What is the Taylor series expansion of #f(x) = 1/x^2# at a=1?

1 Answer
Jun 20, 2015

The Taylor series expansion, in general, is written as:

#sum_(n=0)^(oo) f^n(a)/(n!)(x-a)^n#

So, we will have to take #n# derivatives of #1/x^2#. #n = 3# is the bare minimum in my opinion if you want to see a significant chunk of a pattern, but let's just stop at #n = 4#; this derivative isn't too bad, I guess. You just get pretty large numbers past #n = 4#.
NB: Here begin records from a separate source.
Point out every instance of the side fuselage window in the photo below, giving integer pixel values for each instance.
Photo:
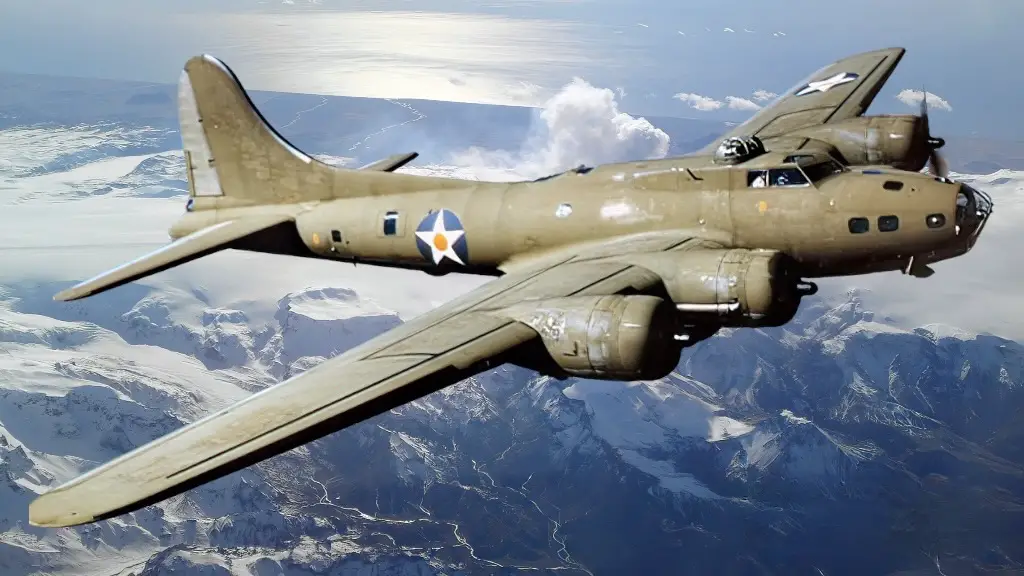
(859, 225)
(888, 223)
(390, 223)
(757, 178)
(786, 176)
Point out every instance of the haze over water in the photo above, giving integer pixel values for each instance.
(521, 51)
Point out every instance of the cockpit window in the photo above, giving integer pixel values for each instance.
(821, 170)
(775, 177)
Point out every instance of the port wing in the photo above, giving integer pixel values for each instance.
(435, 350)
(196, 245)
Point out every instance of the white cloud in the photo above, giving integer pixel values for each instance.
(913, 97)
(581, 124)
(697, 101)
(736, 103)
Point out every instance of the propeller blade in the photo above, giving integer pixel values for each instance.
(937, 164)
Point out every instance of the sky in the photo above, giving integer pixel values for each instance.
(715, 57)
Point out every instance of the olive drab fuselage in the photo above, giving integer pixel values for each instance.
(809, 221)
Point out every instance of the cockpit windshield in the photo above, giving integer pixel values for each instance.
(821, 170)
(776, 177)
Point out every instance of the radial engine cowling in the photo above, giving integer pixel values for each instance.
(736, 287)
(611, 337)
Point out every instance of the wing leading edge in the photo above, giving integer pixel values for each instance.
(839, 91)
(435, 350)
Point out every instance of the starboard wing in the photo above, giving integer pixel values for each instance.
(839, 91)
(435, 350)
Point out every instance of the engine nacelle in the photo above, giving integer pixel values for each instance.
(900, 141)
(610, 337)
(730, 287)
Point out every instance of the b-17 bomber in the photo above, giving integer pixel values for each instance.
(604, 272)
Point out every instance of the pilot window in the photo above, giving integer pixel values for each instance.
(935, 220)
(888, 223)
(821, 170)
(390, 223)
(775, 177)
(757, 178)
(859, 225)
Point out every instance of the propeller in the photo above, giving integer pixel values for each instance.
(936, 164)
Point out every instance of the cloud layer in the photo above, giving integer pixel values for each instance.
(581, 124)
(707, 104)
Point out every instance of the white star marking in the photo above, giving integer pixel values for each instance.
(827, 83)
(441, 241)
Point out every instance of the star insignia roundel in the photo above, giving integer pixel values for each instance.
(827, 83)
(440, 236)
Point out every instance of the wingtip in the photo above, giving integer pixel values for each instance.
(67, 295)
(43, 515)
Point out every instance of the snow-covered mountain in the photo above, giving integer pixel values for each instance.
(845, 443)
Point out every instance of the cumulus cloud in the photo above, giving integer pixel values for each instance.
(913, 97)
(697, 101)
(736, 103)
(581, 124)
(708, 104)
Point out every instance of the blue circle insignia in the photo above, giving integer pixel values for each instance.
(440, 236)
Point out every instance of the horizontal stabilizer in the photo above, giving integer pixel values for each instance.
(391, 163)
(186, 248)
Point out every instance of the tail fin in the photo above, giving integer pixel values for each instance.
(231, 151)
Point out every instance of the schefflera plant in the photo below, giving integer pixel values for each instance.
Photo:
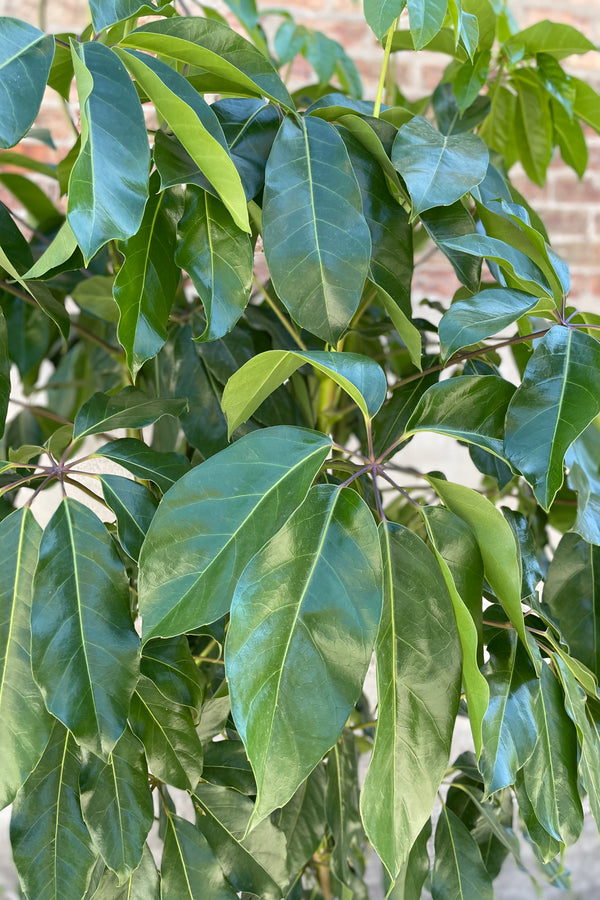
(265, 537)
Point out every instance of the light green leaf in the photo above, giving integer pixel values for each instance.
(470, 408)
(418, 687)
(108, 187)
(279, 618)
(130, 408)
(47, 827)
(319, 261)
(557, 399)
(25, 59)
(84, 649)
(117, 804)
(361, 377)
(218, 257)
(146, 283)
(438, 169)
(237, 500)
(26, 724)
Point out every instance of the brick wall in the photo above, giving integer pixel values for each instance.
(569, 207)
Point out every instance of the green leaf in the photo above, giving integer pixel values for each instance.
(25, 59)
(478, 317)
(557, 399)
(26, 724)
(497, 546)
(146, 283)
(426, 18)
(550, 773)
(164, 469)
(189, 868)
(361, 377)
(84, 649)
(255, 863)
(130, 408)
(438, 169)
(47, 827)
(108, 187)
(218, 257)
(572, 597)
(279, 617)
(470, 408)
(509, 726)
(320, 260)
(418, 687)
(117, 804)
(458, 557)
(213, 47)
(166, 729)
(458, 871)
(134, 506)
(237, 500)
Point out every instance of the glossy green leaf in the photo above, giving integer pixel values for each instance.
(130, 408)
(164, 469)
(550, 773)
(320, 260)
(214, 47)
(47, 828)
(25, 59)
(166, 730)
(134, 506)
(189, 868)
(108, 187)
(471, 408)
(255, 863)
(418, 687)
(509, 726)
(560, 393)
(478, 317)
(456, 551)
(146, 283)
(361, 377)
(26, 724)
(117, 804)
(438, 169)
(323, 565)
(218, 257)
(84, 649)
(183, 110)
(237, 500)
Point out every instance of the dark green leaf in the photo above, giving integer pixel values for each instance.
(84, 649)
(418, 689)
(25, 59)
(320, 260)
(237, 500)
(323, 565)
(108, 187)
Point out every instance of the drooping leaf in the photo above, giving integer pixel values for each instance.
(320, 260)
(130, 408)
(25, 59)
(281, 618)
(560, 393)
(218, 257)
(438, 169)
(26, 724)
(237, 499)
(47, 827)
(117, 804)
(108, 187)
(84, 649)
(361, 377)
(418, 687)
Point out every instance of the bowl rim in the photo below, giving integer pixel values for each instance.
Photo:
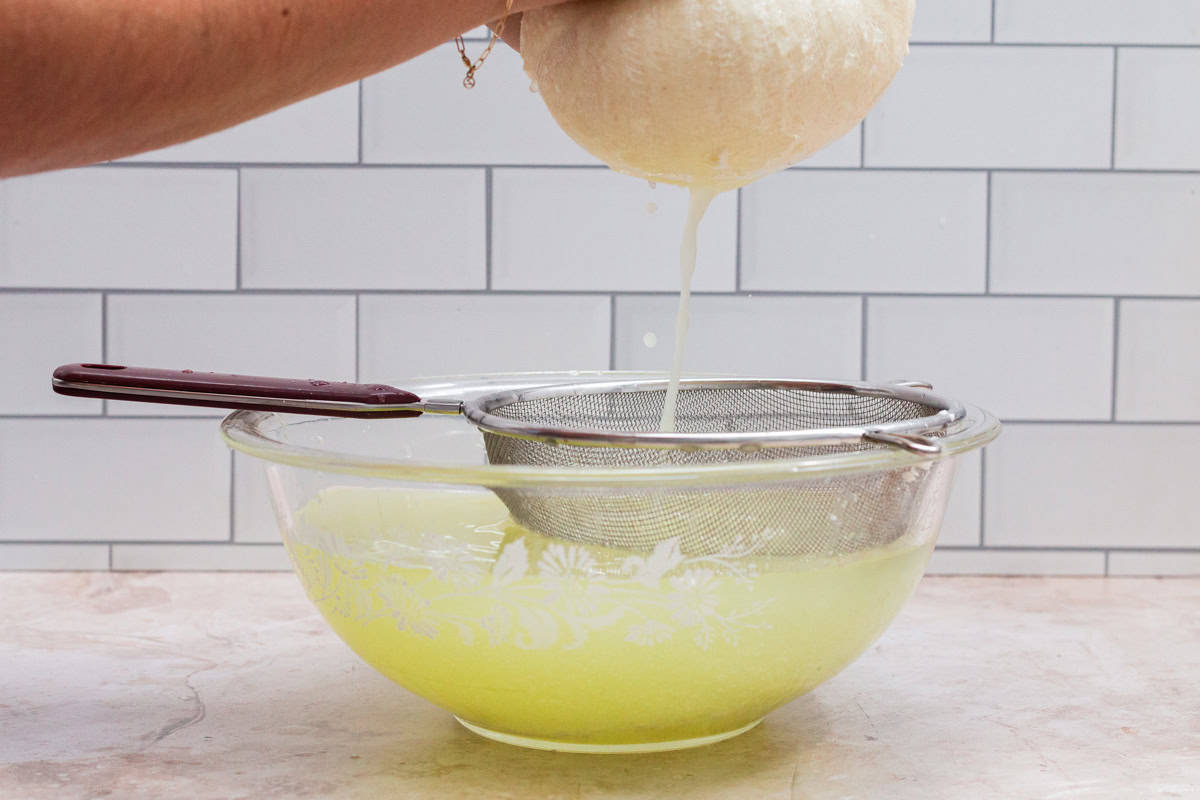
(250, 432)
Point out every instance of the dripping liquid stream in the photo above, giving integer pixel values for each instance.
(699, 202)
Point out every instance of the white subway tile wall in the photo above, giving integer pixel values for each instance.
(1018, 221)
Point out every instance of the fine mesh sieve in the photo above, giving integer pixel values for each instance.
(723, 422)
(615, 425)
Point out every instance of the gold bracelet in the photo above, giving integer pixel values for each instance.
(468, 82)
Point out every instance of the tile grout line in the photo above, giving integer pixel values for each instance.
(875, 168)
(737, 245)
(983, 495)
(1113, 136)
(103, 342)
(987, 244)
(612, 331)
(360, 121)
(237, 257)
(487, 228)
(341, 292)
(1116, 355)
(862, 342)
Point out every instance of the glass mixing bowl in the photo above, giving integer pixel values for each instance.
(397, 534)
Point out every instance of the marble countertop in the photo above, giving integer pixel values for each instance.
(193, 685)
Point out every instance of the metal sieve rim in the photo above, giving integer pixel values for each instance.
(904, 433)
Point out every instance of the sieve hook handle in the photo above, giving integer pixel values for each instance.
(219, 390)
(912, 443)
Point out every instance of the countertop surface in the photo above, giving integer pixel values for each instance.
(207, 685)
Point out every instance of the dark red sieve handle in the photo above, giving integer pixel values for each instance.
(216, 390)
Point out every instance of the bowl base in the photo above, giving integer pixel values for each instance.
(582, 747)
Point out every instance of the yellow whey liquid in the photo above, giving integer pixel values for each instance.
(550, 643)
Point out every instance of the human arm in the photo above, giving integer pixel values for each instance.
(87, 80)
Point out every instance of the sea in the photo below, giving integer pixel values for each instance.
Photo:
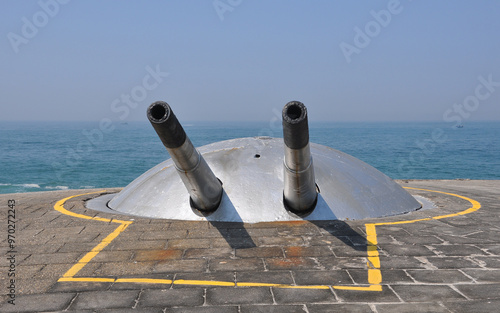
(43, 156)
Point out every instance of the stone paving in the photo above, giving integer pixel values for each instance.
(448, 264)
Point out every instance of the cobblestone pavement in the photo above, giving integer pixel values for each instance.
(428, 261)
#f^0(x) = color(blue)(f(x)) = x^-2 color(blue)(= 1/x^2)#

#color(blue)(f'(x)) = -2x^-3 color(blue)(= -2/x^3)#

#color(blue)(f''(x)) = 6x^-4 color(blue)(= 6/x^4)#

#color(blue)(f'''(x)) = -24x^-5 color(blue)(= -24/x^5)#

#color(blue)(f''''(x)) = 120x^-6 = color(blue)(120/x^6)#

Now, let's plug them in. Just remember:

  • #x -> a#, except for the term #(x-a)^n#, which remains as #(x-a)^n#.
  • #n# does vary from #0# to your choice of #n#. We chose #n_(end) = 4#.
  • #a# is a constant we choose. We chose #a = 1# for simplicity, and because it's close to #x = 0# (if we let #x->a# as #a -> 0#, then #x->0#, and our Taylor series becomes more accurate, usually). #a# does not vary.

Generally, the sum is written out to be:
#= f^0(1)/(0!)(x-1)^0 + (f'(1))/(1!)(x-1)^1 + (f''(1))/(2!)(x-1)^2 + (f'''(1))/(3!)(x-1)^3 + (f''''(1))/(4!)(x-1)^4 + ...#

Now plug in your newly-acquired derivatives:
#= (1/(1^2))/(1!)(1) + (-2/1^3)/(1!)(x-1) + (6/1^4)/(2!)(x-1)^2 + (-24/1^5)/(3!)(x-1)^3 + (120/1^6)/(4!)(x-1)^4 + ...#

Simplify:
#= 1 + (-2)(x-1) + (6)/(2)(x-1)^2 + (-24)/(6)(x-1)^3 + (120)/(24)(x-1)^4 + ...#

And simplify some more:
#= color(blue)(1 - 2(x-1) + 3(x-1)^2 - 4(x-1)^3 + 5(x-1)^4 + ...)#